Letter to the editor of the Raleigh News and Observer

Moorad Alexanian (alexanian@uncwil.edu)
Tue, 16 Mar 1999 11:25:09 -0500

3/16/99
Letter: A false antagonism

The Templeton Prize for Progress in Religion helps restore the natural
union that always existed between science and religion. (March 11 news
article "Physicist fuses science, religion"). The foundation of modern
science was laid down by devout Christians (Galileo, Kepler, Newton,
Maxwell, Planck, etc.) who studied nature to know more about its Creator. It
was the extension of the evolutionary ideas of Darwin to an atheistic
worldview that accentuated the false antagonism between science and
religion.
The advent of new technologies has pushed science into areas replete
with ethical questions.
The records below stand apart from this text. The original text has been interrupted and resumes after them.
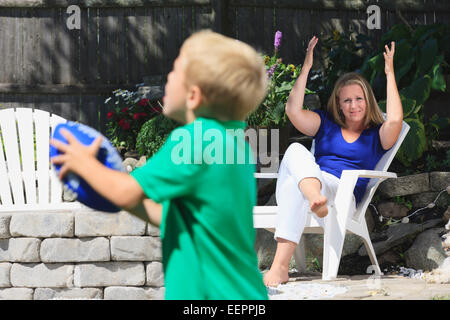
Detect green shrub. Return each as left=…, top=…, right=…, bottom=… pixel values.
left=136, top=114, right=178, bottom=157
left=361, top=24, right=450, bottom=166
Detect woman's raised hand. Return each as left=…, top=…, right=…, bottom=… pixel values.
left=303, top=36, right=319, bottom=69
left=383, top=41, right=395, bottom=75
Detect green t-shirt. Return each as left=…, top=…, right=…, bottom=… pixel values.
left=132, top=118, right=267, bottom=300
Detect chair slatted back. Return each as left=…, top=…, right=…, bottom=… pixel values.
left=0, top=108, right=67, bottom=207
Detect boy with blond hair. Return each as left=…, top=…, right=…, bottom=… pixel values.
left=51, top=30, right=267, bottom=299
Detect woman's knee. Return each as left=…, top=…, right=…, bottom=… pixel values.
left=284, top=142, right=311, bottom=156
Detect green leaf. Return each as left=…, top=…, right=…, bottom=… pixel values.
left=417, top=38, right=438, bottom=76
left=400, top=75, right=431, bottom=105
left=397, top=118, right=426, bottom=166
left=381, top=24, right=411, bottom=44
left=431, top=54, right=446, bottom=92
left=401, top=97, right=416, bottom=118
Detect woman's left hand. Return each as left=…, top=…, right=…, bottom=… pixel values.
left=383, top=41, right=395, bottom=75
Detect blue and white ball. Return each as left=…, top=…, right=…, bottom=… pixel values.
left=50, top=121, right=126, bottom=212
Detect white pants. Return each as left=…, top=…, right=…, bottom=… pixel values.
left=274, top=143, right=355, bottom=243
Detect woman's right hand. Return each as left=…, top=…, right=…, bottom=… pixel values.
left=303, top=36, right=319, bottom=69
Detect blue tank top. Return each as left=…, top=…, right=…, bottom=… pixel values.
left=314, top=110, right=387, bottom=203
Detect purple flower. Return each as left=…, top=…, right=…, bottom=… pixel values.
left=267, top=64, right=277, bottom=80
left=273, top=30, right=283, bottom=50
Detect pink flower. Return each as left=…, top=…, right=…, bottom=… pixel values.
left=138, top=99, right=150, bottom=107
left=119, top=119, right=130, bottom=130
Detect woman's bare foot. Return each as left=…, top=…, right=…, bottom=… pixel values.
left=309, top=195, right=328, bottom=218
left=263, top=265, right=289, bottom=287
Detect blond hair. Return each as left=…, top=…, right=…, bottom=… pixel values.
left=327, top=72, right=384, bottom=128
left=180, top=30, right=267, bottom=120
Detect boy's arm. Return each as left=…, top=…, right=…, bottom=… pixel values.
left=380, top=41, right=403, bottom=150
left=285, top=37, right=320, bottom=136
left=127, top=198, right=162, bottom=227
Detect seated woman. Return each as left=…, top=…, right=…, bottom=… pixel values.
left=264, top=37, right=403, bottom=286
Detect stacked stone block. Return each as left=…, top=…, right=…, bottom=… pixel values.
left=0, top=210, right=164, bottom=300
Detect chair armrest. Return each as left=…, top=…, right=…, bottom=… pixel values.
left=255, top=172, right=278, bottom=179
left=342, top=170, right=397, bottom=179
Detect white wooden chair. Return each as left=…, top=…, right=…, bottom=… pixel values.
left=253, top=122, right=409, bottom=280
left=0, top=108, right=86, bottom=213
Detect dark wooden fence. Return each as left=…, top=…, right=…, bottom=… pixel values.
left=0, top=0, right=450, bottom=130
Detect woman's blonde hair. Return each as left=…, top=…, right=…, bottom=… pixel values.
left=327, top=72, right=384, bottom=128
left=180, top=30, right=267, bottom=120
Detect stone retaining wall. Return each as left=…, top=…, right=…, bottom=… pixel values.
left=0, top=210, right=164, bottom=300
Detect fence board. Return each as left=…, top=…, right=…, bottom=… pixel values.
left=0, top=0, right=450, bottom=132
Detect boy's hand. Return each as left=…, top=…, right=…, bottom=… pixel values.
left=50, top=129, right=103, bottom=179
left=303, top=36, right=319, bottom=69
left=383, top=41, right=395, bottom=75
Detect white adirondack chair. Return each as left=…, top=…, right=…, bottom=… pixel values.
left=253, top=122, right=409, bottom=280
left=0, top=108, right=87, bottom=213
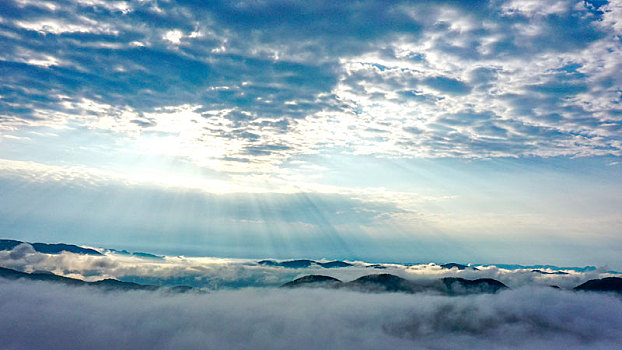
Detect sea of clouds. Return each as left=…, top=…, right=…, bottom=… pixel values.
left=0, top=243, right=618, bottom=290
left=0, top=243, right=622, bottom=350
left=0, top=279, right=622, bottom=350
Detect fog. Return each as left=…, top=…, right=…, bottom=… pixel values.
left=0, top=244, right=617, bottom=289
left=0, top=279, right=622, bottom=350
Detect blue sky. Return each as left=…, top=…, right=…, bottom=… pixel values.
left=0, top=0, right=622, bottom=268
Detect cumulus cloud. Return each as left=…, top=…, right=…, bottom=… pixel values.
left=0, top=281, right=622, bottom=350
left=0, top=1, right=622, bottom=170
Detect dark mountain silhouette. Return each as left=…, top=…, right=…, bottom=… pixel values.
left=283, top=273, right=508, bottom=295
left=132, top=252, right=164, bottom=260
left=574, top=277, right=622, bottom=293
left=0, top=267, right=192, bottom=292
left=0, top=239, right=24, bottom=250
left=441, top=277, right=508, bottom=295
left=257, top=259, right=352, bottom=269
left=343, top=273, right=423, bottom=293
left=317, top=260, right=352, bottom=269
left=366, top=264, right=387, bottom=270
left=440, top=263, right=478, bottom=270
left=281, top=275, right=342, bottom=288
left=0, top=239, right=102, bottom=255
left=279, top=259, right=315, bottom=269
left=531, top=269, right=568, bottom=275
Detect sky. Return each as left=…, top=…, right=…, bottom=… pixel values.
left=0, top=0, right=622, bottom=269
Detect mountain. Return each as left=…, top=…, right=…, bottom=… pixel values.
left=281, top=275, right=342, bottom=288
left=574, top=277, right=622, bottom=293
left=0, top=267, right=192, bottom=292
left=531, top=269, right=568, bottom=275
left=440, top=263, right=478, bottom=271
left=0, top=239, right=103, bottom=255
left=441, top=277, right=508, bottom=295
left=316, top=260, right=352, bottom=269
left=282, top=273, right=508, bottom=295
left=257, top=259, right=352, bottom=269
left=343, top=273, right=422, bottom=293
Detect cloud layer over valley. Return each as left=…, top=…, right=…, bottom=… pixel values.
left=0, top=279, right=622, bottom=350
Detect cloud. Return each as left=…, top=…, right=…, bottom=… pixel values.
left=0, top=1, right=622, bottom=171
left=0, top=280, right=622, bottom=350
left=0, top=244, right=616, bottom=289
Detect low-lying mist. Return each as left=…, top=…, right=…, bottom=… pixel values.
left=0, top=279, right=622, bottom=350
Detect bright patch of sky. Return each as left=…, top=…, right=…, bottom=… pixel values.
left=0, top=0, right=622, bottom=264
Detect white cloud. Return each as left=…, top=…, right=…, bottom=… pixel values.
left=0, top=280, right=622, bottom=350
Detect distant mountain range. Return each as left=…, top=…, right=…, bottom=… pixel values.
left=257, top=259, right=353, bottom=269
left=281, top=273, right=508, bottom=295
left=0, top=239, right=103, bottom=255
left=281, top=273, right=622, bottom=295
left=0, top=267, right=193, bottom=292
left=257, top=259, right=478, bottom=271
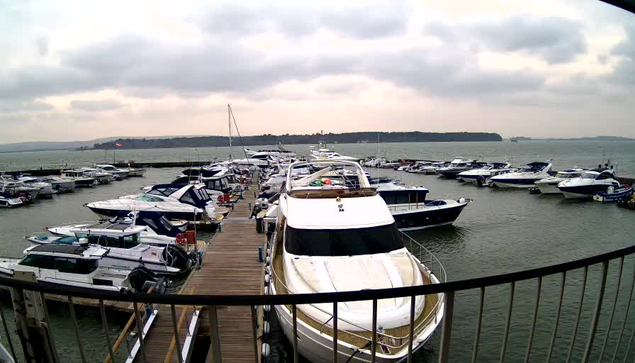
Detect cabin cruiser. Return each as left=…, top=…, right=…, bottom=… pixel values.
left=46, top=212, right=188, bottom=247
left=437, top=158, right=486, bottom=179
left=536, top=169, right=585, bottom=194
left=558, top=168, right=621, bottom=199
left=61, top=170, right=97, bottom=188
left=95, top=164, right=130, bottom=180
left=17, top=175, right=55, bottom=198
left=490, top=161, right=553, bottom=188
left=77, top=167, right=115, bottom=185
left=42, top=176, right=75, bottom=194
left=26, top=225, right=193, bottom=275
left=86, top=184, right=216, bottom=221
left=0, top=243, right=159, bottom=292
left=457, top=163, right=514, bottom=185
left=371, top=179, right=471, bottom=231
left=268, top=161, right=445, bottom=362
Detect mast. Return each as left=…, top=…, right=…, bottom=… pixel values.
left=227, top=103, right=233, bottom=161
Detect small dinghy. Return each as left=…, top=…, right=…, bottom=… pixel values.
left=593, top=186, right=633, bottom=203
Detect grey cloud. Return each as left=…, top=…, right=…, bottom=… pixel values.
left=70, top=100, right=125, bottom=112
left=424, top=14, right=587, bottom=64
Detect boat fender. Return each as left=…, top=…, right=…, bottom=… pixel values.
left=262, top=343, right=271, bottom=357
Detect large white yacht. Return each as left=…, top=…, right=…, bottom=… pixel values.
left=490, top=160, right=553, bottom=188
left=269, top=161, right=444, bottom=362
left=558, top=168, right=620, bottom=199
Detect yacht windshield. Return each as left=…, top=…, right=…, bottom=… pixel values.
left=285, top=223, right=403, bottom=256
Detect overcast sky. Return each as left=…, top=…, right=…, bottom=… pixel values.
left=0, top=0, right=635, bottom=143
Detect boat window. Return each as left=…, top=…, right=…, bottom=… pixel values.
left=19, top=255, right=55, bottom=270
left=55, top=257, right=97, bottom=274
left=285, top=223, right=403, bottom=256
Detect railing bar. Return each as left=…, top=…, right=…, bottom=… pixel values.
left=566, top=266, right=589, bottom=363
left=599, top=257, right=624, bottom=363
left=68, top=295, right=86, bottom=363
left=408, top=296, right=414, bottom=363
left=370, top=299, right=377, bottom=363
left=0, top=293, right=17, bottom=362
left=132, top=302, right=148, bottom=363
left=611, top=266, right=635, bottom=363
left=333, top=301, right=338, bottom=362
left=547, top=271, right=567, bottom=363
left=472, top=287, right=485, bottom=363
left=251, top=305, right=264, bottom=363
left=582, top=261, right=609, bottom=363
left=499, top=281, right=516, bottom=363
left=291, top=304, right=300, bottom=363
left=439, top=291, right=454, bottom=363
left=99, top=299, right=115, bottom=363
left=209, top=305, right=223, bottom=362
left=170, top=304, right=183, bottom=362
left=525, top=276, right=542, bottom=363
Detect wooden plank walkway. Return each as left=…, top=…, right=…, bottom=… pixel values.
left=135, top=191, right=265, bottom=363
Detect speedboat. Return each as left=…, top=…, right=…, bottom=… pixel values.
left=86, top=184, right=221, bottom=221
left=0, top=244, right=158, bottom=291
left=61, top=170, right=97, bottom=188
left=437, top=158, right=485, bottom=179
left=558, top=168, right=621, bottom=199
left=490, top=161, right=553, bottom=188
left=46, top=212, right=188, bottom=247
left=457, top=163, right=513, bottom=185
left=536, top=169, right=585, bottom=194
left=371, top=179, right=471, bottom=231
left=26, top=226, right=193, bottom=275
left=267, top=161, right=445, bottom=362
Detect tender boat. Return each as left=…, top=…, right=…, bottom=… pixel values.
left=490, top=161, right=553, bottom=188
left=61, top=170, right=97, bottom=188
left=372, top=181, right=471, bottom=231
left=46, top=212, right=188, bottom=247
left=26, top=225, right=193, bottom=275
left=536, top=169, right=585, bottom=194
left=558, top=168, right=621, bottom=199
left=86, top=184, right=221, bottom=221
left=268, top=161, right=444, bottom=362
left=457, top=163, right=514, bottom=186
left=437, top=158, right=486, bottom=179
left=0, top=244, right=158, bottom=291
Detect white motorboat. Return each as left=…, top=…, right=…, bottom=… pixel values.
left=26, top=225, right=193, bottom=275
left=490, top=161, right=553, bottom=188
left=42, top=176, right=75, bottom=193
left=46, top=212, right=188, bottom=247
left=61, top=170, right=97, bottom=188
left=536, top=169, right=585, bottom=194
left=95, top=164, right=130, bottom=180
left=269, top=161, right=444, bottom=362
left=0, top=244, right=157, bottom=291
left=86, top=184, right=216, bottom=221
left=457, top=163, right=515, bottom=185
left=558, top=168, right=621, bottom=199
left=17, top=175, right=54, bottom=198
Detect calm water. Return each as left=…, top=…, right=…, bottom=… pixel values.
left=0, top=142, right=635, bottom=362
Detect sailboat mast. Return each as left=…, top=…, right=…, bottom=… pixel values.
left=227, top=103, right=234, bottom=160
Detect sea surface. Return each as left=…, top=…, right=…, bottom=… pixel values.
left=0, top=141, right=635, bottom=362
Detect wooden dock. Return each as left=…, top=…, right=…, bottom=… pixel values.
left=135, top=191, right=265, bottom=363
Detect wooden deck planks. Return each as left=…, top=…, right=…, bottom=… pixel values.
left=135, top=188, right=265, bottom=363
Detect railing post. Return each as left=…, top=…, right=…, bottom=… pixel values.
left=207, top=305, right=223, bottom=363
left=472, top=287, right=485, bottom=363
left=439, top=291, right=454, bottom=363
left=582, top=261, right=609, bottom=363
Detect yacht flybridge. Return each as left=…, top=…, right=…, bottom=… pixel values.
left=269, top=161, right=444, bottom=362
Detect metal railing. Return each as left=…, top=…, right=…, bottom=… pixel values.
left=0, top=245, right=635, bottom=362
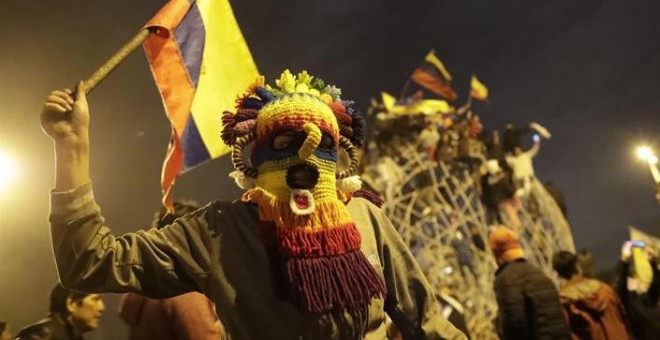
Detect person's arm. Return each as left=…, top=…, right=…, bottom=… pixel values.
left=527, top=141, right=541, bottom=158
left=41, top=82, right=89, bottom=191
left=41, top=84, right=213, bottom=297
left=168, top=293, right=222, bottom=340
left=373, top=207, right=465, bottom=339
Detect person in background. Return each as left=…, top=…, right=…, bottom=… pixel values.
left=488, top=227, right=570, bottom=340
left=552, top=251, right=630, bottom=340
left=119, top=201, right=222, bottom=340
left=577, top=249, right=609, bottom=282
left=615, top=241, right=660, bottom=339
left=16, top=283, right=105, bottom=340
left=0, top=320, right=14, bottom=340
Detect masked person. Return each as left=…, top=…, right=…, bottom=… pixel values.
left=16, top=283, right=105, bottom=340
left=41, top=71, right=464, bottom=339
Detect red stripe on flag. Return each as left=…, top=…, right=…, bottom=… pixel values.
left=143, top=0, right=195, bottom=209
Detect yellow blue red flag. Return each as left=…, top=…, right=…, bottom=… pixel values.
left=410, top=50, right=457, bottom=102
left=470, top=75, right=488, bottom=101
left=143, top=0, right=258, bottom=207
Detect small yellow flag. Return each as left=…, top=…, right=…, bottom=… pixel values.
left=470, top=75, right=488, bottom=100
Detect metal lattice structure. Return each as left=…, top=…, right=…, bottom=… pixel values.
left=363, top=139, right=574, bottom=339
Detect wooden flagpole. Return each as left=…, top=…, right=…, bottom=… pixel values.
left=83, top=28, right=151, bottom=94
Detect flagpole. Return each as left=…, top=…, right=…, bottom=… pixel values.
left=83, top=28, right=151, bottom=94
left=399, top=76, right=410, bottom=100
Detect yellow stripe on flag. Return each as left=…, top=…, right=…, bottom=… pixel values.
left=470, top=75, right=488, bottom=100
left=191, top=0, right=259, bottom=158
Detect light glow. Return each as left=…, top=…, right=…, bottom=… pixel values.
left=635, top=145, right=657, bottom=162
left=0, top=151, right=18, bottom=193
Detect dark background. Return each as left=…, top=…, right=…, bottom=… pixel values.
left=0, top=0, right=660, bottom=339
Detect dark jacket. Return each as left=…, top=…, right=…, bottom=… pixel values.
left=559, top=277, right=630, bottom=340
left=119, top=292, right=222, bottom=340
left=50, top=184, right=465, bottom=340
left=494, top=259, right=570, bottom=340
left=16, top=314, right=83, bottom=340
left=616, top=262, right=660, bottom=339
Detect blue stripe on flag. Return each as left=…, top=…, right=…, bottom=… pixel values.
left=174, top=3, right=206, bottom=88
left=180, top=114, right=211, bottom=171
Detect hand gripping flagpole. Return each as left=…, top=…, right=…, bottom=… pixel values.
left=83, top=28, right=151, bottom=94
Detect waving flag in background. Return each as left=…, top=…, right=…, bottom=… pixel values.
left=410, top=50, right=457, bottom=102
left=470, top=75, right=488, bottom=101
left=143, top=0, right=258, bottom=207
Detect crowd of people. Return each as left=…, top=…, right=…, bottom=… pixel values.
left=0, top=70, right=660, bottom=339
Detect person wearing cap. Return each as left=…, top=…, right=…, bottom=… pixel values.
left=552, top=251, right=630, bottom=340
left=488, top=227, right=570, bottom=340
left=41, top=70, right=465, bottom=339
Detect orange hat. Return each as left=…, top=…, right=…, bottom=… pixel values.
left=488, top=227, right=525, bottom=262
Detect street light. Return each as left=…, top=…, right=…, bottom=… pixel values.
left=635, top=145, right=655, bottom=162
left=0, top=151, right=18, bottom=194
left=635, top=145, right=660, bottom=203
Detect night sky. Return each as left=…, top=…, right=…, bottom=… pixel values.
left=0, top=0, right=660, bottom=339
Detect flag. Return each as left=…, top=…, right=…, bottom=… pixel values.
left=470, top=75, right=488, bottom=101
left=143, top=0, right=258, bottom=207
left=411, top=50, right=457, bottom=101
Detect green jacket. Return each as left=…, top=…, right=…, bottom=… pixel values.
left=50, top=184, right=465, bottom=339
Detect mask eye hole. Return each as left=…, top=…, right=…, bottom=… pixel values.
left=272, top=131, right=296, bottom=150
left=319, top=132, right=335, bottom=150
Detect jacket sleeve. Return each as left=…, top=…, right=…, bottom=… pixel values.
left=375, top=210, right=466, bottom=339
left=49, top=183, right=211, bottom=297
left=170, top=293, right=222, bottom=340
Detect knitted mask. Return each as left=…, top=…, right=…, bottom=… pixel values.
left=223, top=70, right=385, bottom=313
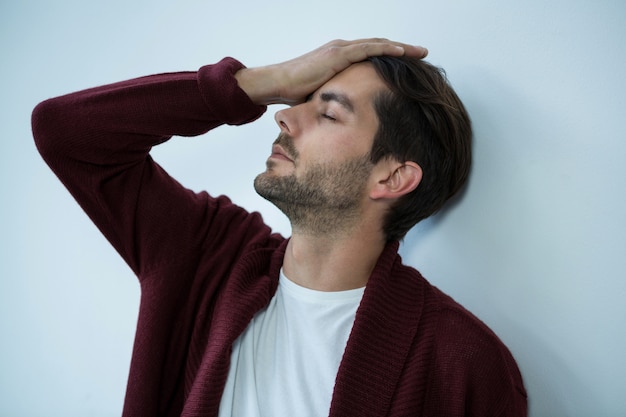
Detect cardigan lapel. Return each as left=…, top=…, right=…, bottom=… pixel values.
left=330, top=242, right=424, bottom=417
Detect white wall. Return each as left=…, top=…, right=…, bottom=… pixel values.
left=0, top=0, right=626, bottom=417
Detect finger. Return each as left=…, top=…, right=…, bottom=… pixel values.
left=341, top=38, right=428, bottom=62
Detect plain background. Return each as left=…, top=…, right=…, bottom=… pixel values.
left=0, top=0, right=626, bottom=417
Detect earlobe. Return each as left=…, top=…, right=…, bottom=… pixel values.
left=370, top=161, right=422, bottom=200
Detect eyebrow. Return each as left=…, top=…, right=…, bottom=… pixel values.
left=320, top=91, right=354, bottom=113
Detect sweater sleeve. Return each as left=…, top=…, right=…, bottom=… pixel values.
left=32, top=58, right=265, bottom=277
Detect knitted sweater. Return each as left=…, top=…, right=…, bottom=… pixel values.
left=32, top=58, right=526, bottom=417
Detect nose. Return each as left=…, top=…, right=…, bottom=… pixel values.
left=274, top=108, right=295, bottom=136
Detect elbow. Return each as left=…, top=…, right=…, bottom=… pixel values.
left=31, top=99, right=67, bottom=162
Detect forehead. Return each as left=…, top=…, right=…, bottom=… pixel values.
left=318, top=62, right=388, bottom=111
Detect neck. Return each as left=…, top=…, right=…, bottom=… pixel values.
left=283, top=230, right=385, bottom=291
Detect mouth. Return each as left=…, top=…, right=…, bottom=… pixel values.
left=270, top=144, right=293, bottom=162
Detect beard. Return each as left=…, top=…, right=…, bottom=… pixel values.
left=254, top=136, right=373, bottom=235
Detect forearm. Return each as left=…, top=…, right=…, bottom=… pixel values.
left=33, top=60, right=264, bottom=274
left=32, top=60, right=263, bottom=169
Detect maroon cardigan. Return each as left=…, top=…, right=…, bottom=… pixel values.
left=32, top=58, right=526, bottom=417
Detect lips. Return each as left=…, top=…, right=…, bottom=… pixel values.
left=270, top=145, right=293, bottom=162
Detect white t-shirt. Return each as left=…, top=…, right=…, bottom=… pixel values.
left=219, top=271, right=364, bottom=417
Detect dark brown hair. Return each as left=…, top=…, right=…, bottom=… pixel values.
left=368, top=56, right=472, bottom=241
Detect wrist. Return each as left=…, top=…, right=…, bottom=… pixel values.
left=235, top=67, right=282, bottom=106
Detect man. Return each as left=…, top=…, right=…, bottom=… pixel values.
left=33, top=39, right=526, bottom=416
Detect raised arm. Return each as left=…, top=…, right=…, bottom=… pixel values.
left=32, top=59, right=264, bottom=275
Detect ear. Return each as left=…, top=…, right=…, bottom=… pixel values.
left=369, top=161, right=422, bottom=200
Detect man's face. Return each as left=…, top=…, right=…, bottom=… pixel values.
left=255, top=63, right=387, bottom=233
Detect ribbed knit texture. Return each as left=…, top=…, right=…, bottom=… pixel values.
left=32, top=58, right=526, bottom=417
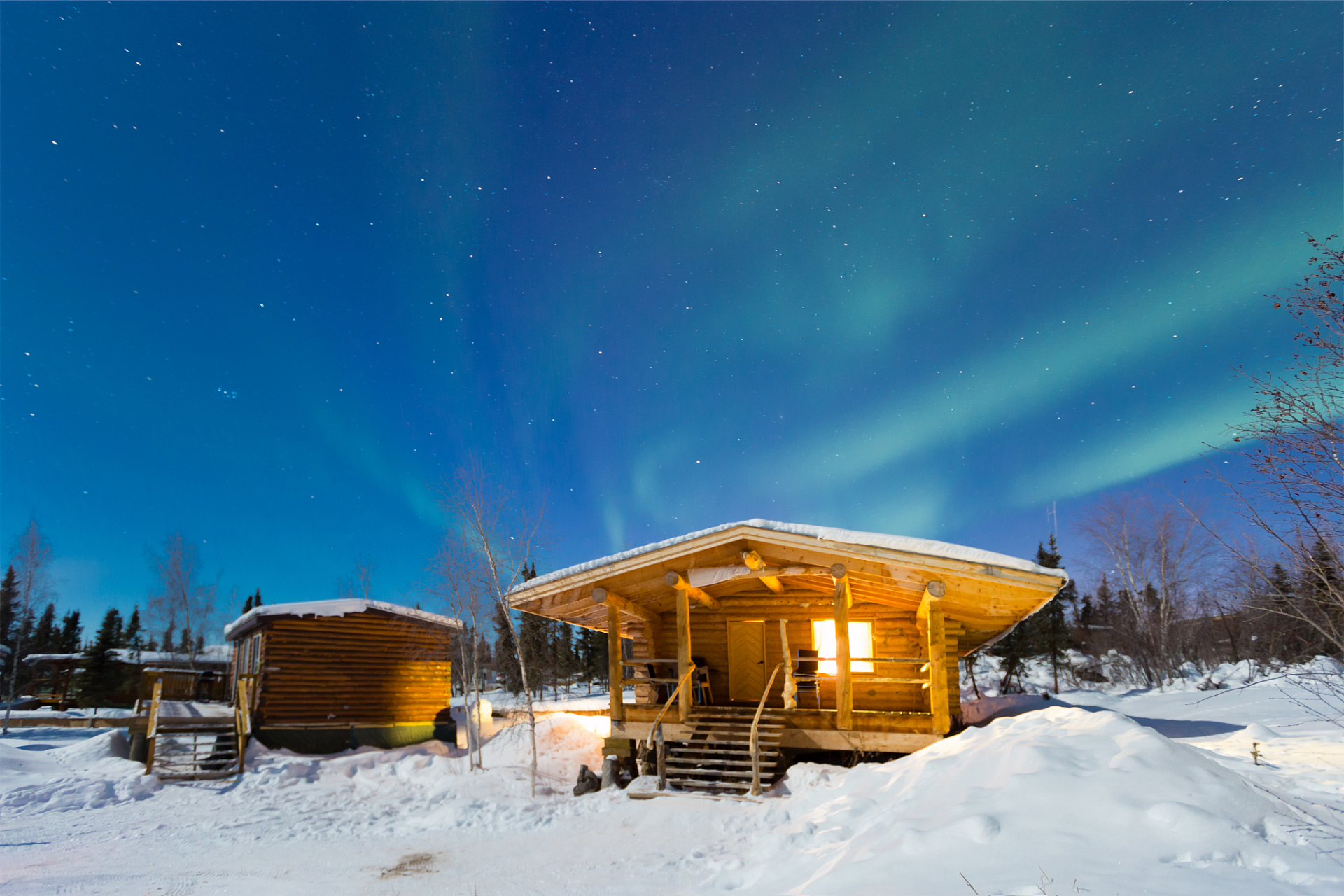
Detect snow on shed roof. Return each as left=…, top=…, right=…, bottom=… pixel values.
left=225, top=598, right=462, bottom=638
left=512, top=520, right=1068, bottom=594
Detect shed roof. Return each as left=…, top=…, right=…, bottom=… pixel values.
left=510, top=520, right=1068, bottom=650
left=225, top=598, right=462, bottom=640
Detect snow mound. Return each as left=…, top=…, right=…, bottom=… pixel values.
left=0, top=729, right=162, bottom=814
left=711, top=708, right=1344, bottom=896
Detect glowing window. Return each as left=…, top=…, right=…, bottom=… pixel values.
left=812, top=620, right=872, bottom=676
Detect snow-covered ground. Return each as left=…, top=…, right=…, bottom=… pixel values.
left=0, top=669, right=1344, bottom=896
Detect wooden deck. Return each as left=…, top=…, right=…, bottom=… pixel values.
left=612, top=704, right=944, bottom=752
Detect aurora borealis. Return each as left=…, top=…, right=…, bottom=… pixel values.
left=0, top=3, right=1344, bottom=620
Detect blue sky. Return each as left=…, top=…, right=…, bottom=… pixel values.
left=0, top=3, right=1344, bottom=631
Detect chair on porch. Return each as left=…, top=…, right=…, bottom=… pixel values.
left=691, top=657, right=714, bottom=706
left=793, top=648, right=821, bottom=709
left=644, top=662, right=676, bottom=704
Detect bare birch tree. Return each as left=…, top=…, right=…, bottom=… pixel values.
left=145, top=532, right=218, bottom=668
left=438, top=461, right=545, bottom=797
left=425, top=533, right=493, bottom=769
left=1077, top=494, right=1214, bottom=687
left=4, top=520, right=55, bottom=735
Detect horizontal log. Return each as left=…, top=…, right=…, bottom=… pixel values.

Theoretical physicists are asking fundamental
questions that lead to deep ontological questions that were normally dealt
with by philosophers and theologians. The subject matter of science and
religion are becoming one and the same.
Science alone cannot explain all human experience. Theories in physics,
the prototype of all sciences, deal with matter and not at all with human
beings. In fact, data acquisition is done entirely by means of mechanical
devices. On the other hand, man emerges from nonliving matter in theories of
origins. But man is a "detector" of God and the spiritual and such things,
contrary to the claims of some psychologists, are not illusions.
Advances in science will expand the notion that the heavens are the
work of His hands and thus learn that man shall not live on bread alone.
Herein lies the fusion of true science with true religion.